The earthquake that caused the tsunami reshaped the landscape of some Indonesian and Indian islands, lifting reefs out of the water, eroding beaches and submerging coconut groves. The giant waves caused ecological damage across Indian Ocean coastlines.

But the destruction was mostly localized and overall it pales in comparison to years of rampant development and dynamite fishing, experts say.

Authorities are grappling with how to dispose of the vast volume of tsunami waste, some of it laced with oil, asbestos and hazardous waste.

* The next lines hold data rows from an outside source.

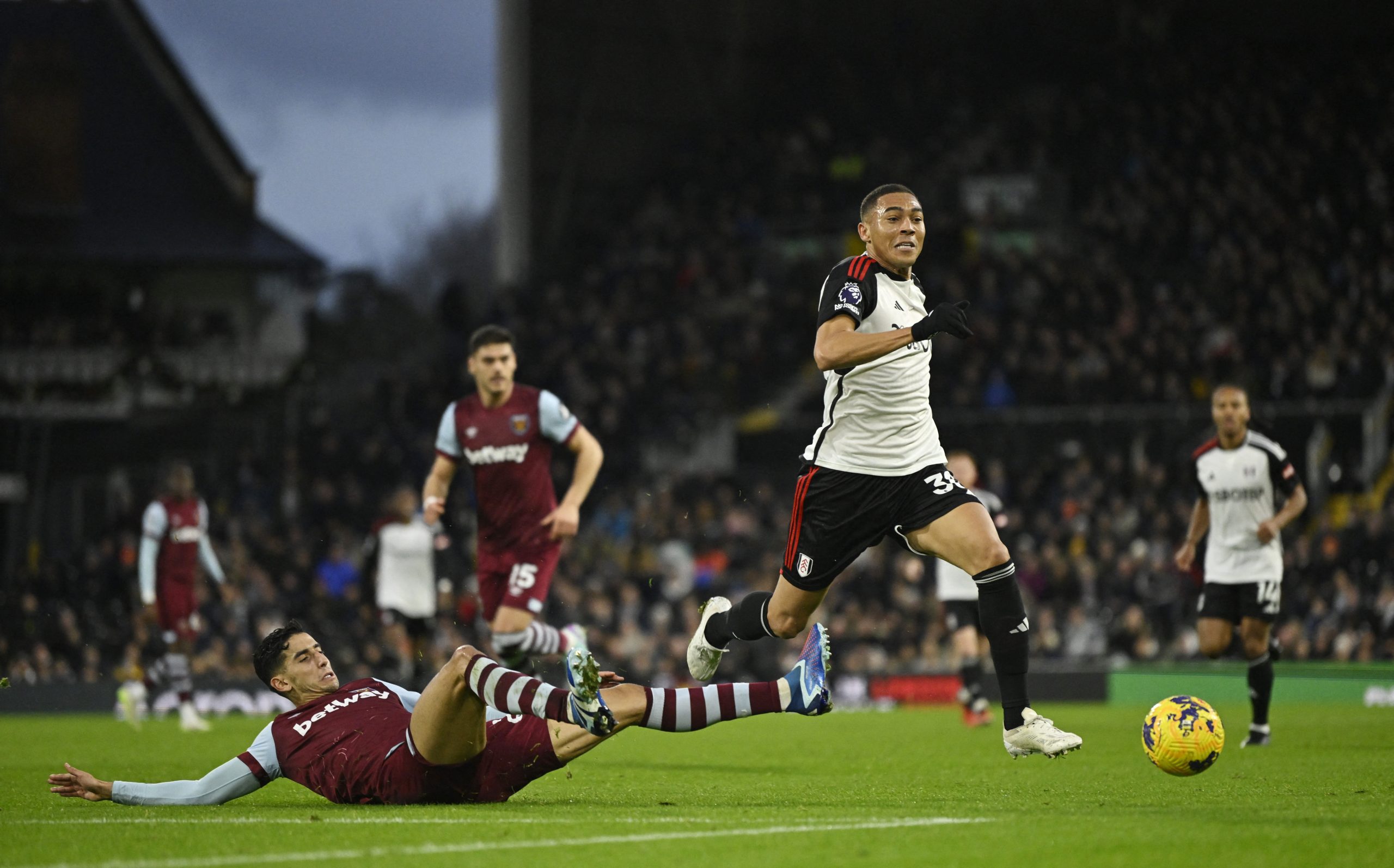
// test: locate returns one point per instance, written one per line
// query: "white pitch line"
(387, 821)
(314, 856)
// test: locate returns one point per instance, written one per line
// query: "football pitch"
(904, 787)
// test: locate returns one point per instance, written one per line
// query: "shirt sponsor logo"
(337, 704)
(497, 455)
(192, 534)
(1238, 494)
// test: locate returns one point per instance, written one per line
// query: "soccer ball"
(1183, 736)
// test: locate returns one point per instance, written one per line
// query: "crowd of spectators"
(1093, 537)
(1227, 212)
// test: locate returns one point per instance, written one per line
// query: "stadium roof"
(109, 155)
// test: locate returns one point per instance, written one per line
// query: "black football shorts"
(1258, 600)
(837, 516)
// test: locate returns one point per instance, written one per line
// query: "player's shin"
(971, 674)
(1007, 627)
(515, 693)
(746, 622)
(1261, 687)
(690, 708)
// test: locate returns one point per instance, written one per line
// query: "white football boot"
(703, 657)
(1039, 736)
(575, 635)
(131, 696)
(190, 721)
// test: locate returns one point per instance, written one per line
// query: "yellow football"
(1183, 736)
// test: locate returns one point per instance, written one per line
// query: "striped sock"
(688, 708)
(543, 639)
(537, 639)
(515, 693)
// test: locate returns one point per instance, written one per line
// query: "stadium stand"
(693, 300)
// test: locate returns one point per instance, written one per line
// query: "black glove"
(951, 318)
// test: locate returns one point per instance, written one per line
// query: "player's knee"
(787, 625)
(628, 704)
(463, 655)
(990, 554)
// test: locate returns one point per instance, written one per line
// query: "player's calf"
(515, 693)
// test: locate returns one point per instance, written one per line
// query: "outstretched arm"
(840, 345)
(566, 519)
(437, 488)
(1270, 528)
(225, 784)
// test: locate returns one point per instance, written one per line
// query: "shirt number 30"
(944, 482)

And experts fear rebuilding could contribute to illegal logging, overfishing and unchecked coastal construction.

Damage isn’t over
Pasi Rinne of the U.N. Environment Program said all the tsunami countries face the problem of debris and demolition waste. “In the long term, unsafe disposal of waste will cause further environmental damage,” Rinne said.

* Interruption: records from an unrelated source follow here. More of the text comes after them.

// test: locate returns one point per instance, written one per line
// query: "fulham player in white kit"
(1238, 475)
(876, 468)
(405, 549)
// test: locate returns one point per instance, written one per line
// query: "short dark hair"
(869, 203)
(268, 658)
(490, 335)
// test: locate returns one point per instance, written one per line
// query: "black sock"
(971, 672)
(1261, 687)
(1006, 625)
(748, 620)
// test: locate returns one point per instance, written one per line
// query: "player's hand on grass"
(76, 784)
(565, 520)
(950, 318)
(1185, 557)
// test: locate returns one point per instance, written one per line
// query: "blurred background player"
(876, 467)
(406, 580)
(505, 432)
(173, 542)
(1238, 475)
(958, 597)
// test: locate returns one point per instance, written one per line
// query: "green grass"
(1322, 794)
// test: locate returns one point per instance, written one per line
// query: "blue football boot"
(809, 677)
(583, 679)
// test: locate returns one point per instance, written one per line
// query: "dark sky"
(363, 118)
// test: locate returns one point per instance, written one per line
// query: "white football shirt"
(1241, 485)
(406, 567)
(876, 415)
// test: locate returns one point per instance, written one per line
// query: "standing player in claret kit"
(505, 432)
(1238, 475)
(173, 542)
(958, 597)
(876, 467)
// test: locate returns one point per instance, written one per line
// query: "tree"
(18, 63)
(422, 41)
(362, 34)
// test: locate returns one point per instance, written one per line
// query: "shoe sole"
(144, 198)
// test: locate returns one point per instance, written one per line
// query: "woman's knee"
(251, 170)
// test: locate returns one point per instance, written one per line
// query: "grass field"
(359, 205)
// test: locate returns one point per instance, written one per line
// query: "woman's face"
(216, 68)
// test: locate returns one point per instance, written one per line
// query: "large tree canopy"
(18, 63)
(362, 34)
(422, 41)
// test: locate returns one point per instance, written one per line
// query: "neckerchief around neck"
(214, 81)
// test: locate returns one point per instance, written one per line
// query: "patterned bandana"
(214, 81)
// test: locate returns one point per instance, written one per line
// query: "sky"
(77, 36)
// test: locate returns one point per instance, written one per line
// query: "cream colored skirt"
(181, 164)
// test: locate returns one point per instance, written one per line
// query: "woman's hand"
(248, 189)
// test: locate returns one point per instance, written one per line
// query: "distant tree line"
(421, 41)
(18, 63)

The Dec. 26 tsunami devastated mostly rural, coastal communities in 12 countries, leaving at least 216,000 people dead or missing and leaving more than a million homeless.

The giant, fast-moving waves swept cars, fishing boats and houses up to four miles inland. Entire fishing villages were reduced to piles of bricks, corrugated tin and wood that together with ocean mud and thousands of dead bodies formed mountains of debris.

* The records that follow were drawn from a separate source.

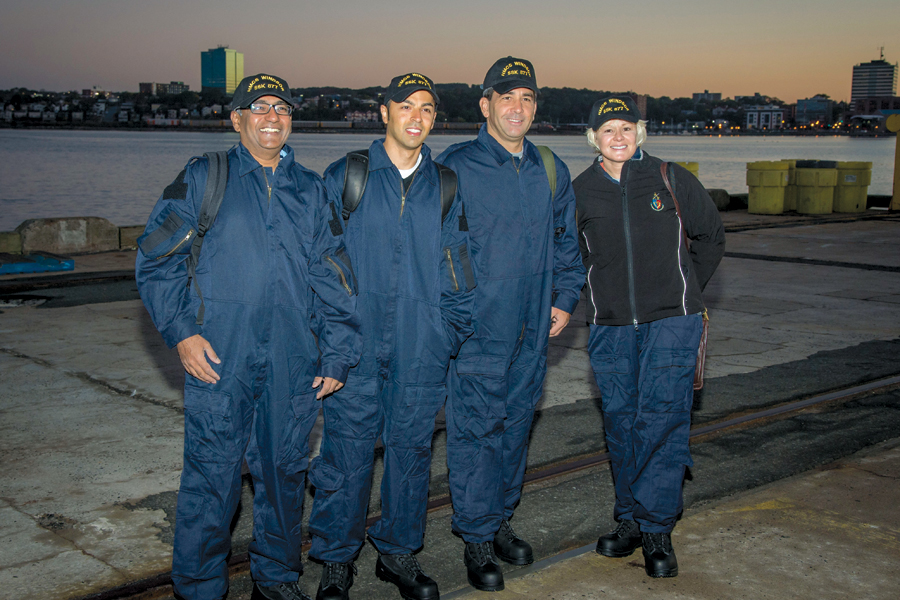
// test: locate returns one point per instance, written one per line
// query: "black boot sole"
(385, 575)
(486, 588)
(514, 561)
(620, 554)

IMAGE: FISH CAUGHT IN INDONESIA
Binsar Bakkara / AP
Fish are taken from boats to local markets in Lam Pulo, Indonesia, last November. Conservationists fear that a surge in donated boats may contribute to overfishing.

In Banda Aceh, the provincial capital of the Indonesian province on the island of Sumatra, the waters that raged through downtown gathered up to 350 million cubic feet of waste, all but 15 percent of which washed out to sea.

In Sri Lanka, some 95 million cubic feet of waste was dumped mostly in lagoons and environmentally sensitive waterways, the United Nations said.

By comparison, the Sept. 11 attacks generated 42 million cubic feet of waste, according to the U.N.

“It was everywhere. The waste was in the streets. We had dead bodies under houses and in ponds. We thought we were facing severe public health problems,” said Tim Walsh, head of the U.N. Development Program’s tsunami waste management operation in Aceh.

There were no epidemics, however, and Banda Aceh reopened its main landfill within weeks. The UNDP started a $15 million recycling program using hundreds of survivors to pluck wood and stone from the rubble to use in rebuilding, as fuel and in furniture.